To help you keep up with what’s going on with kids, families, schools, and technology, we’ve compiled a list of stories, tips, and insights, we’ve found most useful over the past week. What have you been reading? Tell us below or Tweet @TrendISKF.
OPT-OUT OF LOCATION TRACKING: A new site allows consumers to enter cell phone ID information to stop their whereabouts being tracked by in retail stores. Thanks to the Future of Privacy Forum (FPF), they have corralled some major mobile analytics firms to take part in this program so that if you sign up once, it applies to all (vs. having to separately let each of them know you don’t want to be tracked). Some like Sen. Al Franken think this kind of tracking should always be opt-in vs. opt-out, but the FPF believes some tracking is ok within a certain context. Another discussion for another day, but kudos to the FPF for creating this valuable tool for us. You can sign-up for the op-out at http://smartstoreprivacy.org/
This is a great story for adults and teens alike to understand how much of their privacy they give up by just owning a phone; but it also gives them a way to proactively control it if they so choose.
FILTERING DOESN’T HELP: Despite the recent push for universal broadband in schools, teacher Abigail Walthausen claims there’s a barrier to teaching children these valuable lessons: widespread use of Internet filters in schools. In blocking harmful content, some software limits access to much important social media because of the difficulty of filtering explicit content from user generated material. Abigail claims schools should employ supervision rather than inadequate filters to monitor educational usage rather than simply shutting down rich and useful websites completely. We wholeheartedly agree, Abigail!
FUNDS FOR CONNECTING SCHOOLS: In a speech on Safer Internet Day last Tuesday, NY Sen. Charles Schumer applauded the accumulation of $750 million in charitable contributions from major tech and telecom companies generated by the Obama administration. FCC chairman Tom Wheeler said the agency would be restructuring the program’s funding to double resources dedicated to connecting schools and libraries to the Internet.
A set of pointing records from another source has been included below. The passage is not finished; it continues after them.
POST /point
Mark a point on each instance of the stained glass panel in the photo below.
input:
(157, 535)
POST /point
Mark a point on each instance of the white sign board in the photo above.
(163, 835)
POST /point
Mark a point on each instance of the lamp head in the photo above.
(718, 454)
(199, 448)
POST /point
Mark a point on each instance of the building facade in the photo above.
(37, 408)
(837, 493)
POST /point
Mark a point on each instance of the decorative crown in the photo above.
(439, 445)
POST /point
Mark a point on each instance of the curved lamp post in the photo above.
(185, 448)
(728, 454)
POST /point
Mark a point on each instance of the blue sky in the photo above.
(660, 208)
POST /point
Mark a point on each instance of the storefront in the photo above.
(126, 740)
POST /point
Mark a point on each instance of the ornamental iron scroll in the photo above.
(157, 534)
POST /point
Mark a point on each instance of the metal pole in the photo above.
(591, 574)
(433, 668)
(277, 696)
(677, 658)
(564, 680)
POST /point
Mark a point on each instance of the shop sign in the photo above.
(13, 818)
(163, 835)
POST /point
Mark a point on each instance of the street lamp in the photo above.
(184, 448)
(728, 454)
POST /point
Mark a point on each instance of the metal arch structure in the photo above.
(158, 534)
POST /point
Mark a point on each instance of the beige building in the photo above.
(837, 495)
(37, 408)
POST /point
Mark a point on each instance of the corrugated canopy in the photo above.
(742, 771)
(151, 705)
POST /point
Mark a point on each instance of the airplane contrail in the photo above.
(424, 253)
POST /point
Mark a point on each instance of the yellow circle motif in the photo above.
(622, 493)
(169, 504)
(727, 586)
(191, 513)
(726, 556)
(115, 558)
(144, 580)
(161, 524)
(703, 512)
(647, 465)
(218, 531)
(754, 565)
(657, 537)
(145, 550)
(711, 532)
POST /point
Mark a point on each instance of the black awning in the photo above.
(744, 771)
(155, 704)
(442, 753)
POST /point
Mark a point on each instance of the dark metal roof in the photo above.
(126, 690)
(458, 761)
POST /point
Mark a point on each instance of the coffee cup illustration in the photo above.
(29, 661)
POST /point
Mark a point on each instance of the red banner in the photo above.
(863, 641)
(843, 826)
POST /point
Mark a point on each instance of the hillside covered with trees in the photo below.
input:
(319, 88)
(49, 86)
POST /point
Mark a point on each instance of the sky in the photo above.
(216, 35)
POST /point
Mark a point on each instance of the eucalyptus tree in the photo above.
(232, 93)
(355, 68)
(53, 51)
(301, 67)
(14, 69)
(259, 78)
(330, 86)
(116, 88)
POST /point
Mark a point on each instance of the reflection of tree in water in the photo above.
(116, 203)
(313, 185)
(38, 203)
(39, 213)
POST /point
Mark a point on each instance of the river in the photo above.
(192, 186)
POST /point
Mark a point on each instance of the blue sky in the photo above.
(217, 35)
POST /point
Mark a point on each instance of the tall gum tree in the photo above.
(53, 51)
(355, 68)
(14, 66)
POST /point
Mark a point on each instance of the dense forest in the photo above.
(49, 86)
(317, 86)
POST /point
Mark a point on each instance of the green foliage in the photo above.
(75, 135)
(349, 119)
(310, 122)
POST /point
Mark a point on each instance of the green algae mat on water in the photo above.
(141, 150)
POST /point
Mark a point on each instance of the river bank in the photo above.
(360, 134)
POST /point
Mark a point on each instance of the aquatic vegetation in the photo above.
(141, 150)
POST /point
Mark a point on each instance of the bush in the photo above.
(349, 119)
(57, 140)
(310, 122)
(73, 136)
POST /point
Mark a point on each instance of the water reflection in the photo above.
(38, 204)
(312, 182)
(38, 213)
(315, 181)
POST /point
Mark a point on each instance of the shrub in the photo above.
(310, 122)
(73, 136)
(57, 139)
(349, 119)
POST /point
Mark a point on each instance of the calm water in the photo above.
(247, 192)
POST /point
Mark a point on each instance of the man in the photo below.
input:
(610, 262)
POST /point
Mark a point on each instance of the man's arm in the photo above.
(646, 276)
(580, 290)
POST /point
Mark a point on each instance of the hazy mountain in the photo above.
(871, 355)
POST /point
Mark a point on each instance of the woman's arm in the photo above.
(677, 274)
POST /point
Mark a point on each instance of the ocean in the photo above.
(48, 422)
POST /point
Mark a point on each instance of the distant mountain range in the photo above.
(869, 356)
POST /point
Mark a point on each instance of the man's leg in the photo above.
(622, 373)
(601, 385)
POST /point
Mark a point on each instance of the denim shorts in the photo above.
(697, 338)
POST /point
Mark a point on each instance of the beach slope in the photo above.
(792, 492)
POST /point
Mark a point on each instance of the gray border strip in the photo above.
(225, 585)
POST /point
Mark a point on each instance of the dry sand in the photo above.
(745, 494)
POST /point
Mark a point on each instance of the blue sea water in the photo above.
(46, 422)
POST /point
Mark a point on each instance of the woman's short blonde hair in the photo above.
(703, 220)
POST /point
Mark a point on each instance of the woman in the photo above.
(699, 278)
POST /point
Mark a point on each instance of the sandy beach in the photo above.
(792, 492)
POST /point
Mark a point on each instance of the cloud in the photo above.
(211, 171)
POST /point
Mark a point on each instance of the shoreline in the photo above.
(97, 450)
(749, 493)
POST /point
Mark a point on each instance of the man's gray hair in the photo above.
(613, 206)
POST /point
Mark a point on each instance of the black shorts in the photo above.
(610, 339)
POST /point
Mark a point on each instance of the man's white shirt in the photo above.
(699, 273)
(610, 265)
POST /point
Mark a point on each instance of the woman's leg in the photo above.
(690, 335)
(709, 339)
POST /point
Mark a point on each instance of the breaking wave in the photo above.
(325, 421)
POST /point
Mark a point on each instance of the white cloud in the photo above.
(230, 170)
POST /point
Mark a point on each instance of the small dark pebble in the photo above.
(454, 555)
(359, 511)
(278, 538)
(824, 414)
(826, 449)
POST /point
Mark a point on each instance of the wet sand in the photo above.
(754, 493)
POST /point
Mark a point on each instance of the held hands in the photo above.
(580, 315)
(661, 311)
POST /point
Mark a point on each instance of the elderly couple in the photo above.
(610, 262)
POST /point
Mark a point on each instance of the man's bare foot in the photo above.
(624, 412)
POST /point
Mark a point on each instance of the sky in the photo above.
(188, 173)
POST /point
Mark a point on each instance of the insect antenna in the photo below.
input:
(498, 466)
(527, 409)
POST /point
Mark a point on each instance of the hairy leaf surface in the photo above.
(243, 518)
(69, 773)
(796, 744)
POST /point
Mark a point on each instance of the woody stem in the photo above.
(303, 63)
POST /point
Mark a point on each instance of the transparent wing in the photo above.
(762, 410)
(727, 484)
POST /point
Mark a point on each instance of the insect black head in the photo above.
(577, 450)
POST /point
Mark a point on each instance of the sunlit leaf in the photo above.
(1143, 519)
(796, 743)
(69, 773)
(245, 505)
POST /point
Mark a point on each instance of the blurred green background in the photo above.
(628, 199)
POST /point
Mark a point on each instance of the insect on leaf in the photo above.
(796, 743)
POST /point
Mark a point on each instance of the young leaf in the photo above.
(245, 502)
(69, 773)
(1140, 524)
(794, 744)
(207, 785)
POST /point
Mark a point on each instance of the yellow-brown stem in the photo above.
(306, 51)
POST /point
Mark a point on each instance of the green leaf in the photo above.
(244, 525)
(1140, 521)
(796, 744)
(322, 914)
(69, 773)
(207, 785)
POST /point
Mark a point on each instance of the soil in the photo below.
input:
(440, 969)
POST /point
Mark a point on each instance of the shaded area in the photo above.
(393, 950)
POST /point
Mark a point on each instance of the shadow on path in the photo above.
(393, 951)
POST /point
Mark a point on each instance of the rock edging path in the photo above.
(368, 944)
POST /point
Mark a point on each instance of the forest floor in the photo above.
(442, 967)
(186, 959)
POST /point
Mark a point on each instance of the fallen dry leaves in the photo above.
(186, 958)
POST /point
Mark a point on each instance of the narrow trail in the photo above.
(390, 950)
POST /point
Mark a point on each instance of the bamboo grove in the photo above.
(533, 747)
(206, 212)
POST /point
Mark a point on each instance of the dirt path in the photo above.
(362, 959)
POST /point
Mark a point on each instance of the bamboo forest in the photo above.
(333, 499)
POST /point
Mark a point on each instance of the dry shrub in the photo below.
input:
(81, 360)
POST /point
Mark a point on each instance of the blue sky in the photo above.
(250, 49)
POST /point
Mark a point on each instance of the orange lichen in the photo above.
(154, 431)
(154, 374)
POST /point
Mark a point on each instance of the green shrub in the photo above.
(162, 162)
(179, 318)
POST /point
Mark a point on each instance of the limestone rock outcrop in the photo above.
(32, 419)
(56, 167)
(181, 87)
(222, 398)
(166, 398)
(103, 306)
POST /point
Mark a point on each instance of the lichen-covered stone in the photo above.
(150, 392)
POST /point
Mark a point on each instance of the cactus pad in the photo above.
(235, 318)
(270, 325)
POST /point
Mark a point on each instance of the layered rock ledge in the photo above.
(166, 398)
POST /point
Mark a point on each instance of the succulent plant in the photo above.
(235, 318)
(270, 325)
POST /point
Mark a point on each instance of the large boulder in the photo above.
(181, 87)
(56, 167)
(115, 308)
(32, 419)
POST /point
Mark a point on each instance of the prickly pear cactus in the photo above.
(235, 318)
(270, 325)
Schumer stated, “It’s critical now more than ever that our schools keep up with advancing technology,” he said.
COMCAST, TIME WARNER CABLE & US: Last week Comcast announced it would acquire Time Warner Cable for $45 billion in stock, a merger that may have interesting implications for consumers’ choices among cable companies and the fate of net neutrality. On the former, 75% of US homes may end up having only one cable option for fast Internet if the merger is approved. On the latter, Comcast agreed to uphold net neutrality only until 2018, after which time they could handle Internet content differently (throttle it or charge differently) based on its type (such as streaming video vs. static web content). The FCC is looking at this closely, and so are the rest of us.